Le spectacle apparaît donc comme un gigantesque système de manipulations. L’usage de la psychologie de masse et le maintien de l’ignorance garantit la soumission des populations. La société en devient décadente. Cette clairvoyance sur l’ignorance et la bêtise grandissante des populations (« ... ils sont même fort dépourvus de la simple capacité de se guider sur les vieux instruments imparfaits de la logique formelle. ») me rappelle encore une fois l’ouvrage de Todd situé plus haut (ce dernier ne le remarquant que bien plus tard).

Écologie et crise sanitaire. Désinformation et histoire secrète. Mafia et organisations parallèles. Conspirations et complots. Debord aborde tous les sujets, et synthétise les problèmes à venir avec une incroyable clairvoyance et une bonne dose d’érudition (il est toujours agréable et rassurant qu’un auteur dévoile ses sources et influences).

Depuis que l’art est mort, on sait qu’il est devenu extrêmement facile de déguiser des policiers en artistes.

Cette dernière remarque fait écho à mes récentes lectures, George Orwell (« All art si propaganda ») et Serge Guilbaut en particulier. Derrière chaque artiste se cache un flic, prêt à juger ou imposer une norme. Relayé par les médias, il est aujourd’hui flagrant qu’une police du goût se drape derrière une prétendue liberté de ton ou d’expression.
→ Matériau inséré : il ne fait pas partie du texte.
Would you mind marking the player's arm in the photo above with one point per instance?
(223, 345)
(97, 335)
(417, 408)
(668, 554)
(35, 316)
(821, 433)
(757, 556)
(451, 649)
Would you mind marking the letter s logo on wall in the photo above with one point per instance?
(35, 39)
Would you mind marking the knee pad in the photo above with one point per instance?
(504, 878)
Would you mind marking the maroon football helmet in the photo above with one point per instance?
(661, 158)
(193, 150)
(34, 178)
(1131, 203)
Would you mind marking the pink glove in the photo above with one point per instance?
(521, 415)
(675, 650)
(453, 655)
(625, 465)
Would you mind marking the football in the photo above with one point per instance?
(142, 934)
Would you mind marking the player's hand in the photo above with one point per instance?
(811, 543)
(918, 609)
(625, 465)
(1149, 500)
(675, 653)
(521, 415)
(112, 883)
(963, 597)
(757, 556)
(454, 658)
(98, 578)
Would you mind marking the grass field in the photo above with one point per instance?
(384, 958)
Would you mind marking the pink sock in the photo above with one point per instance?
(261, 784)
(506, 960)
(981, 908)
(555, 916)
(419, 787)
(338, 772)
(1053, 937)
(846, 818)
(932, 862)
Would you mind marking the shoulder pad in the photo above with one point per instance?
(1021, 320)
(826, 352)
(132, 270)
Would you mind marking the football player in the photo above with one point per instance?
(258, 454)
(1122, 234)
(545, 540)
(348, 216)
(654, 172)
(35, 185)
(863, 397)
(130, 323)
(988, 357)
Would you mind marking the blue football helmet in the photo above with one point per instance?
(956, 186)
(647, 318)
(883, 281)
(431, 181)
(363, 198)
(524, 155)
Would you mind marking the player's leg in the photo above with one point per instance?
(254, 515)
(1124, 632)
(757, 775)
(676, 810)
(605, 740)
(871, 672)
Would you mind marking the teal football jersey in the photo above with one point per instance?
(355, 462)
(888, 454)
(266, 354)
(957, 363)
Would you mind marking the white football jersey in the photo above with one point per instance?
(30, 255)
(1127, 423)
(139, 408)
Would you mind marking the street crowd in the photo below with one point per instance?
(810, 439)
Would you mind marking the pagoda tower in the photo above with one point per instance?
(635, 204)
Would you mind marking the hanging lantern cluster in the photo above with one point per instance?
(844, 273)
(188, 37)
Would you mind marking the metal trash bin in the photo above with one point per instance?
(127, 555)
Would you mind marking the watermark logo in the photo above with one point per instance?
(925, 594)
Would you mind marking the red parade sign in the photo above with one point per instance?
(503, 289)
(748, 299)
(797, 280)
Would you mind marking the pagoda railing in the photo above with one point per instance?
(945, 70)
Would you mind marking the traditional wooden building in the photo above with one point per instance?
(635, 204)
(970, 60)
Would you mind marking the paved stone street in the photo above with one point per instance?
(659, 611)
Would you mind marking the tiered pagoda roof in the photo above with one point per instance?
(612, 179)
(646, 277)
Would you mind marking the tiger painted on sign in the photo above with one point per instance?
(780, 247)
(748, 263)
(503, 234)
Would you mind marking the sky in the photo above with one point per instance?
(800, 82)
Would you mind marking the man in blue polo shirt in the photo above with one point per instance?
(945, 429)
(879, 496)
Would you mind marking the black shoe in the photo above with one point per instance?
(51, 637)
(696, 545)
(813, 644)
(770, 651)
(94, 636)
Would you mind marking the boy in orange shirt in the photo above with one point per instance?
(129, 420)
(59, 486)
Ces commentaires sont sont suivis par la préface à la quatrième édition italienne de « La Société du Spectacle », qui m’est apparue plus anecdotique. Il y rappelle néanmoins le rôle de la théorie et de l’usage pratique de la subversion dans le processus révolutionnaire. Et en particulier sur l’attitude à adopter dans cette démarche (« Évidemment, si quelqu’un publie de nos jours un véritable livre de critique sociale, il s’abstiendra certainement de venir à la télévision »). Je l’ai lue en diagonale. Elle évoque spécifiquement le contexte terroriste en Italie et complémente finalement assez bien les « Commentaires ».

Il y a tellement de citations à extraire de cet ouvrage. Cette lecture me réconcilie avec Debord, qui m’avait tant dégoûté dernièrement lorsque j’ai relu « La Société du spectacle ». Comment expliquer cette limpidité en 1988 ? Il me semble que le contexte de cette décennie n’est plus favorable au jargon marxiste (l’effondrement symbolique de l’URSS avec la catastrophe de Tchernobyl en 1986 et la chute du mur de Berlin étant imminente). Je suppose de plus que les concepts étaient encore nébuleux dans la tête de Debord. Si l’on repense encore une fois à la maxime de Boileau, cela ne me fait aucun doute. Quelques décennies plus tard, Debord confirme une intuition géniale, qui aurait pu rester un concept creux voué à l’oubli sans ces « Commentaires ». Cette lecture n’est pourtant pas évidente, mais les passerelles avec Ellul et Zinoviev en particulier valident et clarifient d’autant plus la théorie de Debord.

Ce livre visionnaire est d’une actualité folle. Il s’en dégage néanmoins un pessimisme particulièrement perturbant. Le ton général de l’ouvrage ne donne jamais vraiment de raison d’espérer la liberté et la transcendance. Même si je suis séduit par ces analyses, il m’est difficile d’admettre que le spectacle est si puissant qu’il ne peut plus être détruit par aucune force révolutionnaire. Todd, dont le travail ne s’appuie évidemment pas sur les mêmes données et méthodologies, laisse entrevoir une lueur d’espoir. Même si sa tendance générale est pessimiste sur le court-terme et optimiste sur le long terme. Debord m’est apparu au cours de cette lecture résigné, désenchanté, sans illusions et déprimé. Son suicide en 1990, quelques années seulement après la parution de ce livre, semble confirmer cette impression.